Very active starter in three feedings and 5 days
This is the starter I made in 5 days to test my theory that traditional starter recipes are flawed in that they, calling for 1:1:1 feeding starting on day 3 (sometimes even for 1:2:2), dilute the starter too much too soon, not letting it get sour enough, cancelling out the single best development for successful starter, that is low pH (or high acidity).
I mixed it at 0:1:1, then waited 48 hours stirring every 12 hours. The mixture progressed as follows:
0h: just mixed - typical consistency for your freshly mixed dough at the start of autolysis
12h: lots of very strong, stretchy gluten, no changes in smell
24h: socks smell
36h: x1.5 increase in volume, socks smell subsided, and gone after stirring
48h: no bad smell at all, smells like youghurt, deflated. That meant that all the Enterobacteria (they are responsible for cheesy, socky smell) are done fermenting and turned into lactic acid. And I expect (or, say, hope) they will not come back thanks to the fact that acidity of the starter doesn't fall to levels they can live at again.
Then I fed the starter at 4:1:1. That dilutes it only by 25% (1 part water to 4 parts starter) keeping acidity high (pH low), but adding some food for whatever organisms can develop at lower pH. And wow, in the next 24 hours starter bubbled, grew somewhat, did not develop funky smell and by the end of the 24 hours developed the proverbial acetic smell which I dread of because this is where my three previous attempts stalled, the nail polish smell would stay again and again during the previous tries with each feed.

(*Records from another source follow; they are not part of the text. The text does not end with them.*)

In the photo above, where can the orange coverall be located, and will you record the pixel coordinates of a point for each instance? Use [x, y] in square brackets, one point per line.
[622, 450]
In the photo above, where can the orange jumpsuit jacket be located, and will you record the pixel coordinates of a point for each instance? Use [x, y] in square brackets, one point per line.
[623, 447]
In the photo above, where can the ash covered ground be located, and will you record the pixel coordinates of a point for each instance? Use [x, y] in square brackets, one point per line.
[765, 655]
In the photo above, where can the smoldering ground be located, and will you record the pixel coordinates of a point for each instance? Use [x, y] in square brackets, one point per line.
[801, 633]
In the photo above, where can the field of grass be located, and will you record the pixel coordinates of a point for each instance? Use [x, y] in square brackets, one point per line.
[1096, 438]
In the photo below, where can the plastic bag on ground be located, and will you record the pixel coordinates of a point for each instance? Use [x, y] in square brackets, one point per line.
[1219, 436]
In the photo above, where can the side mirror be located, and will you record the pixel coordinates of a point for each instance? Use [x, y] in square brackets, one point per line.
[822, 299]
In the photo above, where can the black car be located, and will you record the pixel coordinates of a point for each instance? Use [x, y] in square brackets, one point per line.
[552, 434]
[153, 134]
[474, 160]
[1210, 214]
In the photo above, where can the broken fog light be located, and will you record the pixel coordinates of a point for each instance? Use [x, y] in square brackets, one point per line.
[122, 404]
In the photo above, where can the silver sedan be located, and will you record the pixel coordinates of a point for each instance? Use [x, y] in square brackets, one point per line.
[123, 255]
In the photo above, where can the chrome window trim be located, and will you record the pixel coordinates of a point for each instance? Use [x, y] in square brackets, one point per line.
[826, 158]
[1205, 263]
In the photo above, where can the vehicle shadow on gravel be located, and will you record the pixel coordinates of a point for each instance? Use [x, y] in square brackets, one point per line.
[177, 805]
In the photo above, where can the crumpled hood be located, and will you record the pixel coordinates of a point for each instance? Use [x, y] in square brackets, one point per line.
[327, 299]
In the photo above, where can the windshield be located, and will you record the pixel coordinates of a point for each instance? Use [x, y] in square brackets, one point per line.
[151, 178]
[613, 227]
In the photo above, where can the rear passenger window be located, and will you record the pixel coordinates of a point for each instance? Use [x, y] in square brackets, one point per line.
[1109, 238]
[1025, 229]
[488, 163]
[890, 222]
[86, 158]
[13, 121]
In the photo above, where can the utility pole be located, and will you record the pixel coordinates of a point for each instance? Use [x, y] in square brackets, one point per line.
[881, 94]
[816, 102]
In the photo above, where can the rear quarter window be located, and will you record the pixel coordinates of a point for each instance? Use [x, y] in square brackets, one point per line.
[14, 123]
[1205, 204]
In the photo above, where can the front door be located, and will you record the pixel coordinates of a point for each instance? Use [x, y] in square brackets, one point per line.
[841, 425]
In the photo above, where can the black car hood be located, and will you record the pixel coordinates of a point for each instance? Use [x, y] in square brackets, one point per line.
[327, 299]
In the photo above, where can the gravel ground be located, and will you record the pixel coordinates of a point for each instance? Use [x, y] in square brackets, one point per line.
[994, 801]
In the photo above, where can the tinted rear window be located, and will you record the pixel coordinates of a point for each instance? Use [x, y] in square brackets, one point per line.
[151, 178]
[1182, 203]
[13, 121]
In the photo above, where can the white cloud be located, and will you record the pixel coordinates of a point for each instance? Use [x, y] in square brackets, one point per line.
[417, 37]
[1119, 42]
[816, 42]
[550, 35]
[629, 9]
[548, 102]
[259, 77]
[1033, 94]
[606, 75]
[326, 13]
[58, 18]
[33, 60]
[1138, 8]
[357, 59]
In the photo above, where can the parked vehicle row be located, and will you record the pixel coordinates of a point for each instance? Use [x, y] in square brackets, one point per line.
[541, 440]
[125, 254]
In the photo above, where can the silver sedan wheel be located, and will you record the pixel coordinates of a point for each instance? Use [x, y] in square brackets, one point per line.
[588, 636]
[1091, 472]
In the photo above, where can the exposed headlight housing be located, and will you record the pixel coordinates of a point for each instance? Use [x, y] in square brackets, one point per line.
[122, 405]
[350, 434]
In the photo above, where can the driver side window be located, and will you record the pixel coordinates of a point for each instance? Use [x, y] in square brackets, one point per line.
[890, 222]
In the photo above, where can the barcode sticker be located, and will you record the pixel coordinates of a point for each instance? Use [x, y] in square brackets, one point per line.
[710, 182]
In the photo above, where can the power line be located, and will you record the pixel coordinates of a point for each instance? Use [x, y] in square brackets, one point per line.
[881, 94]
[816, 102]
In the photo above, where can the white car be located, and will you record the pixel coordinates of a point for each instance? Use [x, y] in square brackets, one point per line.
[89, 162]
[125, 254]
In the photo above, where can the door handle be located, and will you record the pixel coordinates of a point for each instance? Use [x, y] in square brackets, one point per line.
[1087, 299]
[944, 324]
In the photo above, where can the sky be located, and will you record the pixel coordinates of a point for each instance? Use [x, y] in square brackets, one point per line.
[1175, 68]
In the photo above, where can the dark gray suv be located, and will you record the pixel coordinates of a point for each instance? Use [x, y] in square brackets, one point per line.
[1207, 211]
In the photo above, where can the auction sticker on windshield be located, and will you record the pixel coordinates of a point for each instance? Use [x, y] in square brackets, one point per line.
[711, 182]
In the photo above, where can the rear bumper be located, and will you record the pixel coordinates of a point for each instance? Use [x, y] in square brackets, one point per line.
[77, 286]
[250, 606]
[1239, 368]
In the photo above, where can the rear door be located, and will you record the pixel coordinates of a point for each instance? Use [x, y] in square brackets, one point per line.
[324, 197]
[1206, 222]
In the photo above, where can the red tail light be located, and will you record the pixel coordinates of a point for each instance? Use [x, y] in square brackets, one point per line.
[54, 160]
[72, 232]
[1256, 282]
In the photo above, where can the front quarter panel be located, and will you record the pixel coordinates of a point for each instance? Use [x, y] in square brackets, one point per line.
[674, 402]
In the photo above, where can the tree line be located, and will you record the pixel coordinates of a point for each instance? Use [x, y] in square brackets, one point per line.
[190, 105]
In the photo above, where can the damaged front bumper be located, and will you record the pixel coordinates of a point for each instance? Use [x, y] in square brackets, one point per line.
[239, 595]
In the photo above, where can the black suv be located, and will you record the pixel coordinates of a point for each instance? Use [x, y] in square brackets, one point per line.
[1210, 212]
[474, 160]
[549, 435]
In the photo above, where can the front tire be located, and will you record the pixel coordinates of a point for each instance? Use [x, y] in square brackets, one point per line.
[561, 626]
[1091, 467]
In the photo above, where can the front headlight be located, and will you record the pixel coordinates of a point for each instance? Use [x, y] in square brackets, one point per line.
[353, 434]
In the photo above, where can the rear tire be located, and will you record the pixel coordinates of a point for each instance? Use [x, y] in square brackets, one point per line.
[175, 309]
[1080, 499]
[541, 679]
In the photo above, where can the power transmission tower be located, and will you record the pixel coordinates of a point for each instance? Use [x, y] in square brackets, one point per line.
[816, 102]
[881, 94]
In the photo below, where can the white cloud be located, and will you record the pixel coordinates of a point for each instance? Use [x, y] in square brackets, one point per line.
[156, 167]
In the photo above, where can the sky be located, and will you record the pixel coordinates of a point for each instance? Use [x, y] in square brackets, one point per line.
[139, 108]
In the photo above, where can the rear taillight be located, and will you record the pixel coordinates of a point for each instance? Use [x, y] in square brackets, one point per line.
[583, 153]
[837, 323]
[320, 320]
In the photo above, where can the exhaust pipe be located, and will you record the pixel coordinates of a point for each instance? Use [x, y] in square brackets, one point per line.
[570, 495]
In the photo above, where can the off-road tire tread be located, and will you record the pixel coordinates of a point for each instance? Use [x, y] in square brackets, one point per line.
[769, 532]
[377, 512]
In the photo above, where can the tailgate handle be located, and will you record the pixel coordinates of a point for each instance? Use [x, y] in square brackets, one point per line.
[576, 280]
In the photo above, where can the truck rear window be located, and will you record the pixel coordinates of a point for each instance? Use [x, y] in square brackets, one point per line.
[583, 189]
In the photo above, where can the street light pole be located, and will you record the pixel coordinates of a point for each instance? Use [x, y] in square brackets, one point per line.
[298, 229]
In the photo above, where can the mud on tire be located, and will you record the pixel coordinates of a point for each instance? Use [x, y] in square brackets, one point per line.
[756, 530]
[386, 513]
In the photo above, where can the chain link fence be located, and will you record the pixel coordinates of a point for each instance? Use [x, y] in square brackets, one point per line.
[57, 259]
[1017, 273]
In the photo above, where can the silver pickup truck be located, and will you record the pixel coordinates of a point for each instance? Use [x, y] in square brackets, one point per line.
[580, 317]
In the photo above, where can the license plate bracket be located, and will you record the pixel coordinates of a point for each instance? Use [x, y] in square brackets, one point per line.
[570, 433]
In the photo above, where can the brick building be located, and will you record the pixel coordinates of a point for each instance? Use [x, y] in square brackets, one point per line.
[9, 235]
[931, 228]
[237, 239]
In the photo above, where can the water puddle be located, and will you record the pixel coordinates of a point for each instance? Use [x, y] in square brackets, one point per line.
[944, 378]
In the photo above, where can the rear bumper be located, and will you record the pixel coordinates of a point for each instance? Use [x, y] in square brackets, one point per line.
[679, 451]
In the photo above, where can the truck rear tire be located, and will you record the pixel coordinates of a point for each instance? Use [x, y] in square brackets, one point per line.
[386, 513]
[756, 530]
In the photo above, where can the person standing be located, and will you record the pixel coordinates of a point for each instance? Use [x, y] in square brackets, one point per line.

2nd feed happened 24 hours later, at 3:1:1. And lo and behold, within the next 24 hours the acetic smell turned into youghurty. And then it turned into yeasty and started growing, with exact smell I wanted. Overall increase was about 1.25x which I attribute to limited feed (food).
3rd feed was done about 18 hours ago, at 2.2:1:1 (or 11:5:5, if you prefer integers). And by now, it has doubled in size, and smells exactly like the mature sourdough I have going for 2 weeks in another jar, raised using Debra's tried and tested method.
And all this was done using regular all-purpose flour, just clean bottled water, no juice, no rye, no salt.
That is a tremendous success, and my experiment proves to me that the yeast and bacteria we need are readily available in the flour, they are not dormant, they are not inhibited in any way by stinky beasties, they don't need waking up, they readily grow once the only condition - low pH, is satisfied. And they are introduced in the 2nd and 3rd feeds, because the 1st one is dominated by the "bad" organisms, including wrong yeast (acid-intolerant ones).
The reason so many attempts at having starter going fail is that we are extending the first 72 hours of this experiment for indefinitely long by diluting the starter and bringing conditions that are detrimental to sourdough, back with every feed. At the end, some succeed, but it happens "despite" and not "thanks to".